# Sensa Soak...?



## stonedwoodsman (Aug 8, 2013)

Hi Group, Does anyone know IF a plant-growth product is still available?
It's called *'Sensa Soak'*, and is a product from Holland.
The product is used to pre-treat seeds, by soaking them before germination.
It is supposed to give you between 10 - 25% more female seeds/plants.
- [This is from the Mel Thomas book, "Cannabis Cultivation, A Complete Grower's Guide", published in 2002, page 31.]
All my outdoor plants are flowering/showing sex, and I've had to pull 29 males so far, and it Hurts to have to do this!  
After nurturing my 'babies' from seed, to 5 - 6 feet tall, it seems such a waste of time, money and effort.

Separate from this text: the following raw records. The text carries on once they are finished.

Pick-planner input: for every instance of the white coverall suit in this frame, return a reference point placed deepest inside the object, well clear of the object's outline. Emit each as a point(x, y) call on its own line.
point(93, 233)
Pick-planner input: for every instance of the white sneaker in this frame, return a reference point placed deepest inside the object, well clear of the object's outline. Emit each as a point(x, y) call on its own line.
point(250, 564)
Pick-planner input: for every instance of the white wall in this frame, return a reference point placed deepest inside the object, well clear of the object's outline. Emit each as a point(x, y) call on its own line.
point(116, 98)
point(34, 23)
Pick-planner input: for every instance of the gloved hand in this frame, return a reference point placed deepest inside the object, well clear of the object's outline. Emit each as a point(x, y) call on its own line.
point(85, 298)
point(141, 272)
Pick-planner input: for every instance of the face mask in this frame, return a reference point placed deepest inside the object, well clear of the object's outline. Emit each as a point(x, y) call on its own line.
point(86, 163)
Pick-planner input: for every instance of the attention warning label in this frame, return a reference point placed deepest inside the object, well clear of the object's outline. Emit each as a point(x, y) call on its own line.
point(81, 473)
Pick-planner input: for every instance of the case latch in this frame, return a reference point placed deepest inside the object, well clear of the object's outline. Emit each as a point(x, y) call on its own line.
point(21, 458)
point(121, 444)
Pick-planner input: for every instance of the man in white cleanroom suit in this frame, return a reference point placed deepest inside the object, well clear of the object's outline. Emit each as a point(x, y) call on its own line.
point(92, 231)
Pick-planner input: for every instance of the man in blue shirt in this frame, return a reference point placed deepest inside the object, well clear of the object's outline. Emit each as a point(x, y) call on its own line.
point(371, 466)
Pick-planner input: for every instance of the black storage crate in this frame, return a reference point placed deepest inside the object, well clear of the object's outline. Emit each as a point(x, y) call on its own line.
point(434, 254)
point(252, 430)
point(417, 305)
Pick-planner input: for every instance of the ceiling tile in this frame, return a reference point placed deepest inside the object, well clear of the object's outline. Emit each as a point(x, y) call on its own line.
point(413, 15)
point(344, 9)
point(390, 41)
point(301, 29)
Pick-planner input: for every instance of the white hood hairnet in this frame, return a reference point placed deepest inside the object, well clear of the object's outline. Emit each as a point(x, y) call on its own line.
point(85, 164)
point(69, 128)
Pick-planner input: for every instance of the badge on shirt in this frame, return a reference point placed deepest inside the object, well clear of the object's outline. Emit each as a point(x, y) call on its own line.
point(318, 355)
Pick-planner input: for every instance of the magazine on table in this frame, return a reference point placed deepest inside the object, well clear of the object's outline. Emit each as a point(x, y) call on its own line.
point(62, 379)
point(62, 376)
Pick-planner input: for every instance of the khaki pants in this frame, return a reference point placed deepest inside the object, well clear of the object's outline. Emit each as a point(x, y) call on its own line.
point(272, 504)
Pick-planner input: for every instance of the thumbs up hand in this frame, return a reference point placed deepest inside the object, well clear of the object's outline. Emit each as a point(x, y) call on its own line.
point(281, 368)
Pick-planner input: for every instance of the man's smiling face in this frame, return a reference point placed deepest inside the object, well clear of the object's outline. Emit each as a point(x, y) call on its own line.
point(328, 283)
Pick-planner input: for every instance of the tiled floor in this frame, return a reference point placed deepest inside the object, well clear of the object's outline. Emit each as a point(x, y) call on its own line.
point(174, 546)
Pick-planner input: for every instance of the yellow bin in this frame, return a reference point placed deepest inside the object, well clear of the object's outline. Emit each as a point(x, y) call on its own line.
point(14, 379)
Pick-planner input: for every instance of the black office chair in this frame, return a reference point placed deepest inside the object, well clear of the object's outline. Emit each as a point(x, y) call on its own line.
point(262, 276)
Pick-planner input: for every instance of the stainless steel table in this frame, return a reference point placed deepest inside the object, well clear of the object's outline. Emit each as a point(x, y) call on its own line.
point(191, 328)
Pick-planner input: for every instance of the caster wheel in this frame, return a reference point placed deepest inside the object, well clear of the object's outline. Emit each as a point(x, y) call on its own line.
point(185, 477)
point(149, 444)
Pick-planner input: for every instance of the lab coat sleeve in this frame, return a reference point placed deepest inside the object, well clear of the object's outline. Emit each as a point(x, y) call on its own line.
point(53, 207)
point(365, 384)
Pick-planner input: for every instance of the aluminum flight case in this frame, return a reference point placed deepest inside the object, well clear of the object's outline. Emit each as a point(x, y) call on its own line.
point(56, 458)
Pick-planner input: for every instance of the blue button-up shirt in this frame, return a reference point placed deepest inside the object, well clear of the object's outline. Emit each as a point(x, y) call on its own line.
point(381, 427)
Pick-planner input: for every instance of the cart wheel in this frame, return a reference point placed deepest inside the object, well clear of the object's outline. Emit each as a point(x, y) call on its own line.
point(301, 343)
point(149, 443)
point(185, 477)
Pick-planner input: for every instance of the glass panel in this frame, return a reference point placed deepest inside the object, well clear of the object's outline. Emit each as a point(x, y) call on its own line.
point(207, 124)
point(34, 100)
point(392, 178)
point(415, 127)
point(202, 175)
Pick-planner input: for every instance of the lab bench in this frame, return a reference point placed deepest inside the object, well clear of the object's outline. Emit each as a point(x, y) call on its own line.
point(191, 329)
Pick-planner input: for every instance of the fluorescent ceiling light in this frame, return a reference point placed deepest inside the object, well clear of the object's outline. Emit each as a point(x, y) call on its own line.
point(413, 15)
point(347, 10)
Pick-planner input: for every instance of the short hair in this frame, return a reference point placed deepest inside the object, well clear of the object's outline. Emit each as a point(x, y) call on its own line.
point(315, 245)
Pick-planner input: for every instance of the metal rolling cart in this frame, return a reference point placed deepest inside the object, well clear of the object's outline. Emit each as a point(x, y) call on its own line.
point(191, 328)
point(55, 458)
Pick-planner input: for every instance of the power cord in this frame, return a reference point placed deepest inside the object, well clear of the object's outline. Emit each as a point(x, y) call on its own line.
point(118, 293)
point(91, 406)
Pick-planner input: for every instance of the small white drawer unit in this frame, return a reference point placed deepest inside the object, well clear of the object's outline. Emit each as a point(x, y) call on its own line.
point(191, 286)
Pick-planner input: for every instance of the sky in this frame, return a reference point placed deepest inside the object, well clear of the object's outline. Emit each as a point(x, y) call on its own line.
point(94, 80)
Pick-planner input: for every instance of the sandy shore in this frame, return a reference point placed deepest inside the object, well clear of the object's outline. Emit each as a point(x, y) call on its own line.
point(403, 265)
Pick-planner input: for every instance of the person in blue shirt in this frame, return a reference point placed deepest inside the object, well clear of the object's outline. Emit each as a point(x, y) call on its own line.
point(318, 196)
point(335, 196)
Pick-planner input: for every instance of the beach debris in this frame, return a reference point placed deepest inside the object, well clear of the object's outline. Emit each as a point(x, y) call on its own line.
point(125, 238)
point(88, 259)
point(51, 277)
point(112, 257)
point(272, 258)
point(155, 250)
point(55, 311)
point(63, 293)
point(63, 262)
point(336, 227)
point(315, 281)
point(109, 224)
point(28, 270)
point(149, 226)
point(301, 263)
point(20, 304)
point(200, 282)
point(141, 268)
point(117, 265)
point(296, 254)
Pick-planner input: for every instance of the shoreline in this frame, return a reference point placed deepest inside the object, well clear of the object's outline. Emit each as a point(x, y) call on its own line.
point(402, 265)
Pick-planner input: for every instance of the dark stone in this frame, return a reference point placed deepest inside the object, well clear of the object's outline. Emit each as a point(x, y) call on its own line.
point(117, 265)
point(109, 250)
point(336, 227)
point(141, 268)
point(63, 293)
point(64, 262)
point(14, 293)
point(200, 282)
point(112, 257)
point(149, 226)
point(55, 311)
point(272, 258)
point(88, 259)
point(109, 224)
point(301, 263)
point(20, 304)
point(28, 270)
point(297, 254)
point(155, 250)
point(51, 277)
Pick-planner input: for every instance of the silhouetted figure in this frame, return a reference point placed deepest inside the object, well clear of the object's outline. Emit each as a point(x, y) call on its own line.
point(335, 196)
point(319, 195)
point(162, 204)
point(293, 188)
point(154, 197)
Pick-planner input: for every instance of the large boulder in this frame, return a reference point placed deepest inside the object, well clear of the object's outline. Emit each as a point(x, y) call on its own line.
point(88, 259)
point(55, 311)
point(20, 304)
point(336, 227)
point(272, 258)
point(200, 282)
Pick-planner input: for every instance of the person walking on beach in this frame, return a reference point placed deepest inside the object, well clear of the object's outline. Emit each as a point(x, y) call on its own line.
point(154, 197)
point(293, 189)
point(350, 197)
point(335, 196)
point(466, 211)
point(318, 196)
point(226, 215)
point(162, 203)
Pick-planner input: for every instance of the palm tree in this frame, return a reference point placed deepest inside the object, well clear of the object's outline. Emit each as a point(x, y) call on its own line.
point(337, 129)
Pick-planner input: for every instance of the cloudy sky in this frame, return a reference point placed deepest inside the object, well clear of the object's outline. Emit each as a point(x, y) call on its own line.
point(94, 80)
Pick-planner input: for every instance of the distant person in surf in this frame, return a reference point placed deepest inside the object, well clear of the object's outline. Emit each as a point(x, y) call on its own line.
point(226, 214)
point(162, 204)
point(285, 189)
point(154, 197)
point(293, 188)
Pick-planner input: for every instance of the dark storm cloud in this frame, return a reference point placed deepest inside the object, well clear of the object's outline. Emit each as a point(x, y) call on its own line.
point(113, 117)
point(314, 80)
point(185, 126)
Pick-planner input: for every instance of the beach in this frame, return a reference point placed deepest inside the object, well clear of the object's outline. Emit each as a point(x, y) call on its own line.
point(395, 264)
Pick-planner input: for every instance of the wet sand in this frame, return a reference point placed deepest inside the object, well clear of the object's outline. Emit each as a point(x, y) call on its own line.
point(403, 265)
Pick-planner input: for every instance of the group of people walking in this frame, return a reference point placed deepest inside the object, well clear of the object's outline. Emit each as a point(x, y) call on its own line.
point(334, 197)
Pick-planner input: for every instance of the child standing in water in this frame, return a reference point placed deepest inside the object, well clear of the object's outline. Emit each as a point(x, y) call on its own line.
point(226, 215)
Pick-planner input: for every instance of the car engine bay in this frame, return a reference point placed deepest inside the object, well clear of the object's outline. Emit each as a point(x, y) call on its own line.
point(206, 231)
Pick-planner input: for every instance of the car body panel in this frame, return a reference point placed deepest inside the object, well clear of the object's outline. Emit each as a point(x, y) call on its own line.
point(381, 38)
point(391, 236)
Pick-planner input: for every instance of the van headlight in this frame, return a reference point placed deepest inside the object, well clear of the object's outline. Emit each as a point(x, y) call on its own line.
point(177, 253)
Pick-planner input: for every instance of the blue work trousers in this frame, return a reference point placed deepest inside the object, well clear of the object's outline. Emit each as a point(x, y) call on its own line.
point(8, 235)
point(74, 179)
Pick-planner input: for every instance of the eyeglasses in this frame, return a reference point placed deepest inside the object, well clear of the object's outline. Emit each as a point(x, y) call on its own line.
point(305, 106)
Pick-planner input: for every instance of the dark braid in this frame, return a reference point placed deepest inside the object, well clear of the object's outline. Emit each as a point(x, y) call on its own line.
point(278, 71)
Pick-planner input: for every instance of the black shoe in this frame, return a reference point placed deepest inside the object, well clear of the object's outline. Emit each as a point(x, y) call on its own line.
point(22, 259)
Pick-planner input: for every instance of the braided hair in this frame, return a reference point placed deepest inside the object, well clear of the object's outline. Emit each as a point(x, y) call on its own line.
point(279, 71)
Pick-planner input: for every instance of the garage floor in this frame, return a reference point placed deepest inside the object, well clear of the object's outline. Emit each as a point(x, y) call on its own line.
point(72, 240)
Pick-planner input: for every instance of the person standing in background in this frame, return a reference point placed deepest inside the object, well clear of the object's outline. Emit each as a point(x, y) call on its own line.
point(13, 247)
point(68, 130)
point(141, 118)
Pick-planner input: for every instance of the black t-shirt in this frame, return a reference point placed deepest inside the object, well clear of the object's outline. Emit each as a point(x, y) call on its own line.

-*Question #2*....do many of you grow ONLY Feminized seeds?​Do you get the same yields from those, as you would with regular seeds?
Is there any downside in using Feminized seeds?
I'm tired of losing about 1/4 of my crop to Males. :holysheep: 

-Just thinking ahead to next Summers garden you know.

Any help/ideas are greatly appreciated!

Thankx,

StonedWoodsman :icon_smile:


----------



## The Hemp Goddess (Aug 9, 2013)

If you are only losing 1/4 of your crop to males, you are beating the odds, with is 50-50.  Not sure if I would try to improve on that with some chemical.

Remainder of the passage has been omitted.